Pasar emas merespons sinyal positif dari jalur diplomasi Ukraina-Rusia yang dinilai meredam permintaan terhadap aset lindung nilai. Analis senior Kitco Metals, Jim Wyckoff, menyebut kemajuan pembicaraan damai telah mengurangi minat investor terhadap emas sebagai safe haven. Selain itu, aksi ambil untung turut menekan pergerakan harga setelah reli kuat sebelumnya.

Utusan khusus Amerika Serikat, Steve Witkoff, menyampaikan bahwa perundingan menunjukkan banyak kemajuan signifikan. Pernyataan tersebut diperkuat oleh keterangan pejabat AS yang menilai Rusia dan Ukraina semakin mendekati kesepakatan untuk mempersempit perbedaan pandangan yang selama ini menghambat proses damai.
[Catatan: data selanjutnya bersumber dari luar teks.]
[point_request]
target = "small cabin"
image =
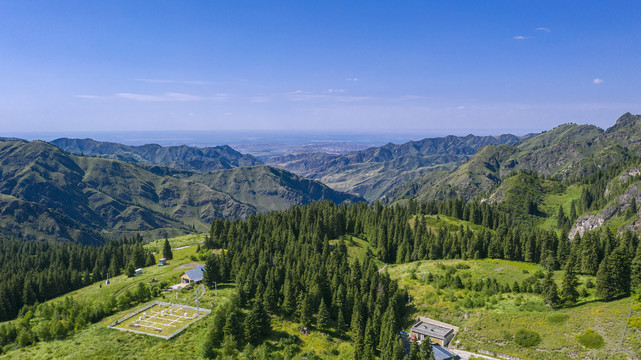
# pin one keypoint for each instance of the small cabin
(193, 276)
(441, 353)
(435, 332)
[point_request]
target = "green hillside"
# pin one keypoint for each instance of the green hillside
(182, 157)
(374, 172)
(50, 194)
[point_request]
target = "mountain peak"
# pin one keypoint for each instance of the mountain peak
(626, 120)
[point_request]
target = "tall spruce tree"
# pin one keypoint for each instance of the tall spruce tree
(166, 251)
(322, 317)
(569, 292)
(550, 291)
(613, 276)
(426, 350)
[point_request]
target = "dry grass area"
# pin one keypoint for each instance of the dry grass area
(161, 319)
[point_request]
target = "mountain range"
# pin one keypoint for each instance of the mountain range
(47, 193)
(373, 172)
(108, 189)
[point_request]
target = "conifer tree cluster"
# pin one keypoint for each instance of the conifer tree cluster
(33, 272)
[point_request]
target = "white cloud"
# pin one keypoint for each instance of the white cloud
(220, 97)
(159, 98)
(259, 99)
(161, 81)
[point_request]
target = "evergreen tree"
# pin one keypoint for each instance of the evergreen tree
(322, 317)
(613, 277)
(229, 347)
(632, 209)
(130, 271)
(635, 269)
(166, 251)
(569, 292)
(560, 218)
(256, 324)
(212, 271)
(340, 323)
(426, 350)
(415, 351)
(151, 260)
(550, 291)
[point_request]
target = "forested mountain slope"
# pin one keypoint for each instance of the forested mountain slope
(568, 151)
(47, 193)
(182, 157)
(373, 172)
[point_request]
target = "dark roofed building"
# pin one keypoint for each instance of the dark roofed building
(435, 331)
(441, 353)
(193, 275)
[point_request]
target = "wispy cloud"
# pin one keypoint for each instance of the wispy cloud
(162, 81)
(259, 99)
(336, 95)
(159, 98)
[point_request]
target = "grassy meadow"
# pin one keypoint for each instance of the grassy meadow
(493, 321)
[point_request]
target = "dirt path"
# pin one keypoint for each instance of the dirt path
(465, 355)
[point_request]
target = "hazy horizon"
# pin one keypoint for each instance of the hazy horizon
(410, 67)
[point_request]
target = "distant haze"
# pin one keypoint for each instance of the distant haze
(422, 68)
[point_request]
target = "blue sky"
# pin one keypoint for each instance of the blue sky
(427, 67)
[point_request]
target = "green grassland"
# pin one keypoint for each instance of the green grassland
(98, 342)
(357, 248)
(436, 222)
(160, 324)
(492, 324)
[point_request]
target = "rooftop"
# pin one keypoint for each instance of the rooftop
(195, 274)
(431, 330)
(441, 353)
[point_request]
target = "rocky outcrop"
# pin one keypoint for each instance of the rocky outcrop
(618, 206)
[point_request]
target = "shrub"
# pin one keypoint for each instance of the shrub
(590, 339)
(634, 321)
(527, 338)
(557, 318)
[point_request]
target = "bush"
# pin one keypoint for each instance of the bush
(557, 318)
(527, 338)
(590, 339)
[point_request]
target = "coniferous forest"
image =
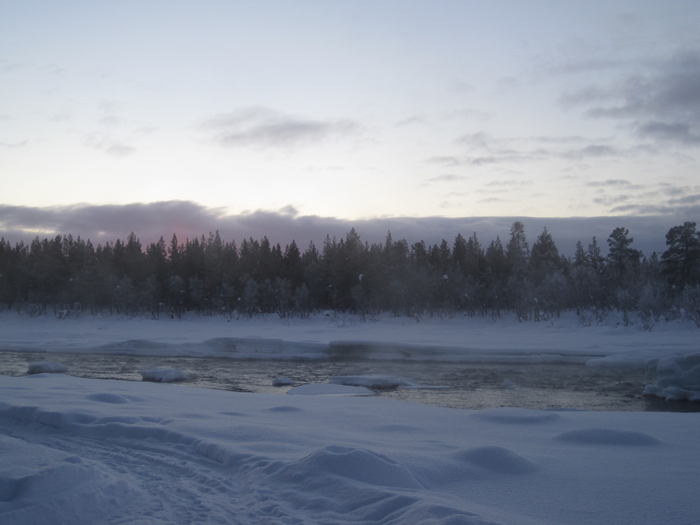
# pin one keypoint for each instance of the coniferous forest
(68, 276)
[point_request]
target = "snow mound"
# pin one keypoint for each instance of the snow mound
(47, 367)
(677, 378)
(49, 483)
(356, 464)
(376, 381)
(516, 416)
(604, 436)
(316, 389)
(163, 375)
(496, 459)
(114, 399)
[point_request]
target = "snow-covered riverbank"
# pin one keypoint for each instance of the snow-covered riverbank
(323, 336)
(100, 451)
(90, 451)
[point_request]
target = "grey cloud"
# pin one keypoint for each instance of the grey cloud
(688, 199)
(108, 145)
(675, 132)
(447, 178)
(609, 201)
(560, 140)
(662, 104)
(418, 119)
(610, 183)
(14, 66)
(13, 145)
(585, 66)
(120, 150)
(594, 151)
(510, 182)
(446, 161)
(468, 113)
(480, 139)
(101, 223)
(492, 199)
(267, 128)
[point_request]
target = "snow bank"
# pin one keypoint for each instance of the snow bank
(46, 367)
(458, 339)
(677, 377)
(163, 375)
(80, 451)
(318, 389)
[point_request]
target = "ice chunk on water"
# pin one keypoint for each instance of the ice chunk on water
(677, 377)
(509, 385)
(163, 375)
(46, 367)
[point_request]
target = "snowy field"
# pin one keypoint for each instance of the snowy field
(96, 451)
Investor Menunggu Data Ketenagakerjaan dan Ritel Amerika Serikat

Di tengah sentimen geopolitik yang mereda, fokus pasar kini beralih ke data ekonomi Amerika Serikat. Pelaku pasar menantikan laporan non-farm payrolls serta data penjualan ritel yang dijadwalkan rilis Selasa waktu setempat. Data tersebut dipandang krusial karena akan memberikan petunjuk lanjutan terkait arah suku bunga Federal Reserve.

Saat ini, pasar memperkirakan peluang penurunan suku bunga oleh bank sentral AS mencapai sekitar 78 persen pada Januari 2026. Ekspektasi tersebut turut membatasi volatilitas harga emas, karena investor memilih bersikap hati-hati hingga kejelasan kebijakan moneter muncul.

Sentimen Diplomasi Membatasi Peran Emas sebagai Safe Haven

Secara historis, harga emas cenderung menguat ketika ketidakpastian geopolitik dan ekonomi meningkat. Namun, optimisme terhadap proses diplomasi Ukraina-Rusia membuat pergerakan emas relatif tertahan. Kondisi ini menunjukkan bahwa pasar mulai menyeimbangkan faktor risiko global dengan prospek kebijakan ekonomi Amerika Serikat.